Il ne s’agit pas ici d’évoquer ces souvenirs pour la satisfaction de montrer quel démenti donnent aux plus pompeuses déclarations les passions de parti à l’heure où elles triomphent. Ce qu’il faut retenir, c’est que chaque gouvernement a cru de bonne foi, lorsqu’il se sentait le maître du pays, qu’il accomplissait son devoir, et qu’en suspendant la liberté individuelle, il assurait le salut public. Et, ce qui est bien autrement grave, en chacune de ces crises, au moment où le Consulat, l’Empire, la Restauration prenaient ces mesures extrêmes, l’opinion publique les absolvait !
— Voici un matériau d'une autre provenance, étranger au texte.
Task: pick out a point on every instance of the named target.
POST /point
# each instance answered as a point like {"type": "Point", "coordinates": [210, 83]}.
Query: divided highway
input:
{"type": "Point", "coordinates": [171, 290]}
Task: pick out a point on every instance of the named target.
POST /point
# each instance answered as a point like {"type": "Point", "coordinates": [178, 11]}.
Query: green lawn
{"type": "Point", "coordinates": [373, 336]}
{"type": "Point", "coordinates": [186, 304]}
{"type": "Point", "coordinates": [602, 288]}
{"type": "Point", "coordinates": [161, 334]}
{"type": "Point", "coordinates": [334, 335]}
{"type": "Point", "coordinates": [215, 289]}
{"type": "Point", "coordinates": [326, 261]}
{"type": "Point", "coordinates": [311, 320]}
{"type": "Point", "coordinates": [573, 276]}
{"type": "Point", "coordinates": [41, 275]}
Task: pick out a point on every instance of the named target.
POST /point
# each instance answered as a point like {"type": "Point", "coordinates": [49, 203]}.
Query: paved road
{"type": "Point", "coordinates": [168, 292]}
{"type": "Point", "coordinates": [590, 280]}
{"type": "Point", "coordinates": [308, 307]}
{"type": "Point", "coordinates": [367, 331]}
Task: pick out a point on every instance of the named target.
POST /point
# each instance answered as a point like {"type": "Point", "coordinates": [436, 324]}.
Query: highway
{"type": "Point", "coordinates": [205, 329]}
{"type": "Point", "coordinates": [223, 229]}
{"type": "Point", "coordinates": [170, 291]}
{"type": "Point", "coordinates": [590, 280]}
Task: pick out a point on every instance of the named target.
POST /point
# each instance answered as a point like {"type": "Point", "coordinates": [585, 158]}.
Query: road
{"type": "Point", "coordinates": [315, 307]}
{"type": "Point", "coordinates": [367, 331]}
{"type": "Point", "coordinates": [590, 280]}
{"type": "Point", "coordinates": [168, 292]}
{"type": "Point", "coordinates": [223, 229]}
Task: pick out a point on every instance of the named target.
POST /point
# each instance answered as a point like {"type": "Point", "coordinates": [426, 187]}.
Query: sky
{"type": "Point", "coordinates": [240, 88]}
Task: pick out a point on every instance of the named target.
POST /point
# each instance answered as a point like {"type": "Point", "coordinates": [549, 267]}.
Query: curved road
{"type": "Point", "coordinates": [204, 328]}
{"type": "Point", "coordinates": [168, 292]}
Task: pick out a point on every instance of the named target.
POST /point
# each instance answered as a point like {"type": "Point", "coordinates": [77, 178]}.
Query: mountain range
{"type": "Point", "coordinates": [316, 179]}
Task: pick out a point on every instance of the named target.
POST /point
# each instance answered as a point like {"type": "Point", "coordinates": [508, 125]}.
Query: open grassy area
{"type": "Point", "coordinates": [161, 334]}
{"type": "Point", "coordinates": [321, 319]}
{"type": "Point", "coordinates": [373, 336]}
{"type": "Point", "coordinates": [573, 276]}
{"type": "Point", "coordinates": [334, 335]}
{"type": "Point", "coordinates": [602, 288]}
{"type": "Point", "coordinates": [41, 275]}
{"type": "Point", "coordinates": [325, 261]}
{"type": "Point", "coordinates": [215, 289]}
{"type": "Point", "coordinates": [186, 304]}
Ne cherchons pas ce que l’opposition, devenue triomphante, a dit, quelques années plus tard, d’actes qu’elle s’attachait à flétrir. Prenons la date de ces décrets, de ces lois ; et constatons que le premier Empire était indiscuté ; que les ministres de la Restauration disposaient dans les Chambres de majorités imposantes, que les plébiscites assuraient au second Empire la force d’une quasi-unanimité, et que la violation de la liberté individuelle n’a été, pour aucun de ces gouvernemens, ni la cause de la chute, ni le grief populaire.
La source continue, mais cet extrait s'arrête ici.